Tuesday, March 21, 2017

An Early Fail (and What I Did About it)

Still getting myself up to speed with Mickey Trescott's and Angie Alt's book, I'm trying to implement a few more of the suggestions, here and there.  I liked the idea of gelatin gummies, and I thought I had some of the ingredients, so I gave 'em a whirl.  I made juice from frozen wild blueberries and followed the recipe.  I had Great Lakes Collagen, which I've used for smoothies in the past, so I figured it would be as good as Great Lakes Gelatin.

Nope.

It's hard to tell in this still photo, but this panful is still liquid after chilling overnight.  I hated to waste it, so I poured it into the Vitamix with lots of ice.  I had to do it in batches, because it got very big and fluffy!

Here's about a quarter of the collagen/blueberry concoction, which is probably plenty to have at one time since the honey from the recipe makes it pretty sweet.  It was light and fluffy, more like a mousse than a smoothie. I kept the rest of the liquid in a mason jar in the fridge until I was ready for another blueberry mousse drink.
The carton of gelatin should be arriving tomorrow, and then I'll try to do it right.

Experimenting with a failed recipe attempt is a good way to learn about how these unusual ingredients behave.  Now I know.  Waste not, want not!

Monday, March 20, 2017

Leaning Back In

I'm working my way back to health again.  Here's an example of what I've been eating lately, besides the bone broth and piles of greens.  Organic chicken livers, onions, mushrooms, Brussels sprouts, rapini, kale and garlic star in this healthy bowl.  This is not a recipe, it just checks the boxes of what I already know to be nutritionally dense, inflammation-free food.

This time I'm inspired by a new cookbook and lifestyle management book, The Autoimmune Wellness Handbook, by Mickey Trescott and Angie Alt.  Check out their website at: AutoimmuneWellness.com

While I still utilize The Wahls Protocol a lot, especially for the delicious and easy recipes, I realize in hindsight that there's so much psychology that goes into a lifestyle change of any kind.  I felt worse about myself while I was striving to meet the requirements of the Protocol.  Dr. Wahls is a physician who healed herself from progressive MS with a specific, paleo diet based upon clinical trials that she first performed on herself, and then on others.  When I endeavored to follow the protocol last year, I never felt I got it right.  Eating meat so often made it difficult to consume the 9 cups of vegetables required.  I only successfully checked all the boxes one day out of the 6 months or so that I tried.  I didn't feel better -- stronger, but much more tired.  I felt foggier and more moody.  I felt I wasn't giving the Protocol the proper chance, but without feeling better from what I was able to consume, I wasn't inspired to continue.  Ultimately, I missed the easy, light-hearted, even-tempered vegan lifestyle I'd been following prior to trying Wahls, and I went back to it, for the most part, only continuing to eat salmon.  I still LOVE vegetables most of all!

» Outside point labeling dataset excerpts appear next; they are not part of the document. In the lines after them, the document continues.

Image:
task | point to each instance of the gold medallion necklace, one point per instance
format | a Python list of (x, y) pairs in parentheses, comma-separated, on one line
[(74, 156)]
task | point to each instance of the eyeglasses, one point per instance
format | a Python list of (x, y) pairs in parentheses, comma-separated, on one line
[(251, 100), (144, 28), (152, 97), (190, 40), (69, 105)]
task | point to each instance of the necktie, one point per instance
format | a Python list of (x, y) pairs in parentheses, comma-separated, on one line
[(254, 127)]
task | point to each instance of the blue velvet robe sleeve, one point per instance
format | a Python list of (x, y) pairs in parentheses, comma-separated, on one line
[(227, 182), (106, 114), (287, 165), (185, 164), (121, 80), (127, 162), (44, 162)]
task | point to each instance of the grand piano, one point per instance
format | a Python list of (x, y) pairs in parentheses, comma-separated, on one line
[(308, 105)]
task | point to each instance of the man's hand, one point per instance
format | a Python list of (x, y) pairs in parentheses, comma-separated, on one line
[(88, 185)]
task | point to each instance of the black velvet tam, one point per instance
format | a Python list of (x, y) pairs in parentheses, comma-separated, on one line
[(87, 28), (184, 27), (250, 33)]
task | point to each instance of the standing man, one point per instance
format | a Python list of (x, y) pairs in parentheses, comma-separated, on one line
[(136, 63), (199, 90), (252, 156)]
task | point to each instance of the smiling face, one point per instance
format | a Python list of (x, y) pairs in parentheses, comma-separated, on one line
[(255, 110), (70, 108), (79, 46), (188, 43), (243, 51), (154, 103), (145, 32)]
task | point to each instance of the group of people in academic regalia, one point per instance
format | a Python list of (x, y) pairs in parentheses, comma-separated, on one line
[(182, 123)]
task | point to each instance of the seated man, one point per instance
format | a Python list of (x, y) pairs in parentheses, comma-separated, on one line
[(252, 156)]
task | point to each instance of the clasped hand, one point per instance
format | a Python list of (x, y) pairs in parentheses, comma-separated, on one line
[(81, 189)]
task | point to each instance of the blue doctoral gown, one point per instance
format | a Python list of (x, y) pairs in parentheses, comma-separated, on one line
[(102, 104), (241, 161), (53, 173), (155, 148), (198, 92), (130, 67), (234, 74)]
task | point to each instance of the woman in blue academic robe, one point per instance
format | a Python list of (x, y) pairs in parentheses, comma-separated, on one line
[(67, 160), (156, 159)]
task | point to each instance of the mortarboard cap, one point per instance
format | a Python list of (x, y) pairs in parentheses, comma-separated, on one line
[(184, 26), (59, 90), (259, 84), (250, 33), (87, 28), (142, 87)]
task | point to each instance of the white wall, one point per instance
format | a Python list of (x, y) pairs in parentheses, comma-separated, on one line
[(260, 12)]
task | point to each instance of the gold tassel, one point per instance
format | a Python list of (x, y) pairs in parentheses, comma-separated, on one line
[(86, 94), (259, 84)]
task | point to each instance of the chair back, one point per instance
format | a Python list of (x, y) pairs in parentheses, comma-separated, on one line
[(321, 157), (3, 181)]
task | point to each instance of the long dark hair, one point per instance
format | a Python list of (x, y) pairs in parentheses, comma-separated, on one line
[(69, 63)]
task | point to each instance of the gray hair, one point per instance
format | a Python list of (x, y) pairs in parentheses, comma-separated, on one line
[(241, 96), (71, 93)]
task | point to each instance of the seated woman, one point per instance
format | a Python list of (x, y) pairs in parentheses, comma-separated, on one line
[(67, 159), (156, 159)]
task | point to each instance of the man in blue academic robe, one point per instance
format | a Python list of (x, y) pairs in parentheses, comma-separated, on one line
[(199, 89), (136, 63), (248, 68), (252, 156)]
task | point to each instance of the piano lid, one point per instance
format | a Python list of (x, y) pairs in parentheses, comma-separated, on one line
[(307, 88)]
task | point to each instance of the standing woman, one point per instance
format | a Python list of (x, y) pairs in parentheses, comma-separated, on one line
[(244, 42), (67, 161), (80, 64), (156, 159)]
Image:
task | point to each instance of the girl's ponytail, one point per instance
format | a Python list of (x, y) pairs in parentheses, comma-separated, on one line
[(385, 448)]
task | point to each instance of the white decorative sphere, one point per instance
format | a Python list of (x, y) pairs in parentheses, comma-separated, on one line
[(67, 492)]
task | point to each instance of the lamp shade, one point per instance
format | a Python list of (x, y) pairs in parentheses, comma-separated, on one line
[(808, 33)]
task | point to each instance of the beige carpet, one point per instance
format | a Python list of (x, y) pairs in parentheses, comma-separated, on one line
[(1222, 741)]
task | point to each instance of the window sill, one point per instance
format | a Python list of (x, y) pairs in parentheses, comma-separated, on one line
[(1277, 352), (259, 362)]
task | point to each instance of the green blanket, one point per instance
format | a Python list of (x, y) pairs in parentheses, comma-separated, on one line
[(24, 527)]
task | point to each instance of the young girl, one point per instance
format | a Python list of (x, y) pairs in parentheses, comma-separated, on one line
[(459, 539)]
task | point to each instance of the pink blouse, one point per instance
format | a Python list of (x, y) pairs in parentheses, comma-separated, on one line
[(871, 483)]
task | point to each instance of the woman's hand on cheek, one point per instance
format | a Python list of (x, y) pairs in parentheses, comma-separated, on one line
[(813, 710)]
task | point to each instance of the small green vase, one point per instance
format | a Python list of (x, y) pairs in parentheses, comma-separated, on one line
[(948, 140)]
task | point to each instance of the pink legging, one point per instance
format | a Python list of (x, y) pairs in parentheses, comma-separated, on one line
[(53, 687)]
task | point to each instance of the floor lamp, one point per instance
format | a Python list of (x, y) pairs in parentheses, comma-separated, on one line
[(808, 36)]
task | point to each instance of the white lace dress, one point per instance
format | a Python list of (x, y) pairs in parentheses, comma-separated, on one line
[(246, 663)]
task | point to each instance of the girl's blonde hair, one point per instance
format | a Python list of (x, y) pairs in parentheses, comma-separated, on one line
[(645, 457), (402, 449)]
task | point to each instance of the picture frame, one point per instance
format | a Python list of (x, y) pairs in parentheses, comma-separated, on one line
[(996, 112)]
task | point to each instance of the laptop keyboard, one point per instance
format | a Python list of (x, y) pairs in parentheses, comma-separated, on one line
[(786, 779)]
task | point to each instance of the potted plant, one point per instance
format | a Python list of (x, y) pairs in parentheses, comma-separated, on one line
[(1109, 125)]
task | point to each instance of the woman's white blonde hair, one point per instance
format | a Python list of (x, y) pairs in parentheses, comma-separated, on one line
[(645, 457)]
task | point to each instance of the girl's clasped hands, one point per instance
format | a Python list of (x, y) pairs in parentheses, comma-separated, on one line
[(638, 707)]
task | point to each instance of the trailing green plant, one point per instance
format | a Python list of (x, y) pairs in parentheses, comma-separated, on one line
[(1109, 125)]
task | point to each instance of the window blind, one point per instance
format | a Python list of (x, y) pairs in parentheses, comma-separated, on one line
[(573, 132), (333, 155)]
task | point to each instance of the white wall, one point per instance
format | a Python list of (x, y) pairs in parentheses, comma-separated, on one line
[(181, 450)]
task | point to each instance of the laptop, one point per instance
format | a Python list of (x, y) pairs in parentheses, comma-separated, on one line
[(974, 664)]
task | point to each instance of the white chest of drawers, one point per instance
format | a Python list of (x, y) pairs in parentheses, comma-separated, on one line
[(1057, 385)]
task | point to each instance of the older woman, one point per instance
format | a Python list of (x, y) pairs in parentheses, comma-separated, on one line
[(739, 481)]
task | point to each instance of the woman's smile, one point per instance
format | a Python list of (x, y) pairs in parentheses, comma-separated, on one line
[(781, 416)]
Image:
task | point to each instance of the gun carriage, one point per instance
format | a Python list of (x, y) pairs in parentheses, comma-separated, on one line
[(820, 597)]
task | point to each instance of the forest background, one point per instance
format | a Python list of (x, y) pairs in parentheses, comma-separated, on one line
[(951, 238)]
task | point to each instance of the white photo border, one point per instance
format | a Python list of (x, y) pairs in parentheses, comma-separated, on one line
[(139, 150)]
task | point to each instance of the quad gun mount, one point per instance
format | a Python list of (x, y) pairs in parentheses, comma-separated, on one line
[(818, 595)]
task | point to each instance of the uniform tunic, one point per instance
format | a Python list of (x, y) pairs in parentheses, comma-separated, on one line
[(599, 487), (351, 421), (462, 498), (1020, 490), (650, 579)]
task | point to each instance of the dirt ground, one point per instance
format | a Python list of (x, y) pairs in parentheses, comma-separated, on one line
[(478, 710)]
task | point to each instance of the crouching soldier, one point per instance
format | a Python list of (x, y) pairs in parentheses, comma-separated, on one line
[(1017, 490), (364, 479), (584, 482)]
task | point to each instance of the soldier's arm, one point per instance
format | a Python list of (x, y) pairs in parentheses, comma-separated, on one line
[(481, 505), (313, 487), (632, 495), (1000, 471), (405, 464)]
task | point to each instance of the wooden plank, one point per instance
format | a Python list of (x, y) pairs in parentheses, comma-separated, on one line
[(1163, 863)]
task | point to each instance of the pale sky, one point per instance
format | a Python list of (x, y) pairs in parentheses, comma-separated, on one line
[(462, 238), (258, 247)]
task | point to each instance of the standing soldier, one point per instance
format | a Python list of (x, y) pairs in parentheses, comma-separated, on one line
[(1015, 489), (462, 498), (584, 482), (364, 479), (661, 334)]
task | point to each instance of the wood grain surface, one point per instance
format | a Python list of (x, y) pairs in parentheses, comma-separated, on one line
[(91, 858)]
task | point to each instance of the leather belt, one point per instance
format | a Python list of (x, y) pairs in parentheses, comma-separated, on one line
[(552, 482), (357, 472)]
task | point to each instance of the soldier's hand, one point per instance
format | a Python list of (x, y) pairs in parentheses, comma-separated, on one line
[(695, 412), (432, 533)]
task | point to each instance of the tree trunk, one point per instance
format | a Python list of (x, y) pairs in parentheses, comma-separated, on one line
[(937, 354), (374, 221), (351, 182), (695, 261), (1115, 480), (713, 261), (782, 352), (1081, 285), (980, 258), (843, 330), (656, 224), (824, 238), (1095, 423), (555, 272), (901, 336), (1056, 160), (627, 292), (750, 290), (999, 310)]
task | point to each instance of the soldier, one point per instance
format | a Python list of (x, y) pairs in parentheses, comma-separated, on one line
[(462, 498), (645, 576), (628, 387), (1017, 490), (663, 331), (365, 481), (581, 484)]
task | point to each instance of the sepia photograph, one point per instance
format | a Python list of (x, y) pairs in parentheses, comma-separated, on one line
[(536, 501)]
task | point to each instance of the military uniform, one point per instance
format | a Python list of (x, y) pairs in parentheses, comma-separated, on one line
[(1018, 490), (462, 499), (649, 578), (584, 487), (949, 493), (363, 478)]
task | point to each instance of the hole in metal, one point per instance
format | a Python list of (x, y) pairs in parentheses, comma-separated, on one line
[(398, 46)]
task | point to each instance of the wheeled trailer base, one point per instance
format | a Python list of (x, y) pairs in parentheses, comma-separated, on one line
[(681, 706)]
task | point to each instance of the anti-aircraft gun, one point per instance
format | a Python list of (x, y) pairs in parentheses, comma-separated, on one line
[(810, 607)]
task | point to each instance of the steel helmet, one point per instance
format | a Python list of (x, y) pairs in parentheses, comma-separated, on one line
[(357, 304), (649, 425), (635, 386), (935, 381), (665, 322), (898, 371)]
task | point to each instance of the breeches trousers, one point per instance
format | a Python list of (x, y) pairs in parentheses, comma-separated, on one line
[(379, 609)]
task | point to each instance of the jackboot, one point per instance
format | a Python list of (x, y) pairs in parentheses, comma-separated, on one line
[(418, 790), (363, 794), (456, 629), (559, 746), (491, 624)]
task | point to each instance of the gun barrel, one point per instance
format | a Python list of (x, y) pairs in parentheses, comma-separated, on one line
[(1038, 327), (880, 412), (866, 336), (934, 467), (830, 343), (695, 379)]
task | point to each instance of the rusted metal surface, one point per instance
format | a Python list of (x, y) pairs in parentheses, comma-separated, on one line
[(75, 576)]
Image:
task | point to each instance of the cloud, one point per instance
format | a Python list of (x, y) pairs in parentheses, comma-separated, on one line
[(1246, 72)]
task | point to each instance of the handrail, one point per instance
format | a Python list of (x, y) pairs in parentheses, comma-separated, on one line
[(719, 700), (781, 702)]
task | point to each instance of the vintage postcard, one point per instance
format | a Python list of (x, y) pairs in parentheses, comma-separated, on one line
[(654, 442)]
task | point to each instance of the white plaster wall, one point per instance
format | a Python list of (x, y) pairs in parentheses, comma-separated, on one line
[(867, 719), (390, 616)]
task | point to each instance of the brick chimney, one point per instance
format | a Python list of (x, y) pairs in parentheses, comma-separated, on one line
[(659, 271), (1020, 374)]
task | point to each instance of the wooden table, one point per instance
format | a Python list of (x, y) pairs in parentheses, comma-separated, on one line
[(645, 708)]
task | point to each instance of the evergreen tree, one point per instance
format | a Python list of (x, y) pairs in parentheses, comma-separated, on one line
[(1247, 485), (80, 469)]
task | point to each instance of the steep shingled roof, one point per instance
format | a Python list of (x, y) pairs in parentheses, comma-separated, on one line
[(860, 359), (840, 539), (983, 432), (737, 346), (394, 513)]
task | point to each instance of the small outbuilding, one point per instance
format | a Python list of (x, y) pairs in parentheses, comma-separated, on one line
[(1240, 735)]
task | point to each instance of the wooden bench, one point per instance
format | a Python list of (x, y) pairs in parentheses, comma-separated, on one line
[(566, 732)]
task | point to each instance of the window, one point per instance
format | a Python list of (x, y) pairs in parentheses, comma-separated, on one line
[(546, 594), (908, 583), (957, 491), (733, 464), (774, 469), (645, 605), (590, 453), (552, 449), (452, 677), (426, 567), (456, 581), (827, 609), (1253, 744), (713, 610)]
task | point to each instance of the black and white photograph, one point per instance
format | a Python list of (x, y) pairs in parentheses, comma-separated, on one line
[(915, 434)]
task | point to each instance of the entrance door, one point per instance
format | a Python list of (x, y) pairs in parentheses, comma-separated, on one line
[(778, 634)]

I felt less inept and less moody being mostly vegan again, so I was in denial for a while about the fact that the MS symptoms persisted, along with new symptoms I've since learned are from other autoimmune challenges.

Mickey and Angie's book is perfectly filling a need I currently have as I come to terms with my status today, after over twenty years with MS.   I really like the "template" approach to wellness Mickey and Angie employ in their book.  They note that there is not one "perfect" diet for everyone, and provide a framework that each of us can use for our unique circumstances.  This book is also about much more than diet, with practical advice about disease management and lifestyle.  I'm gleaning so much from this book.  I'm not ready to jump in whole hog (pun intended), since I've not read very far yet, but I'll endeavor to lean into the template as I'm able, while I enjoy reading.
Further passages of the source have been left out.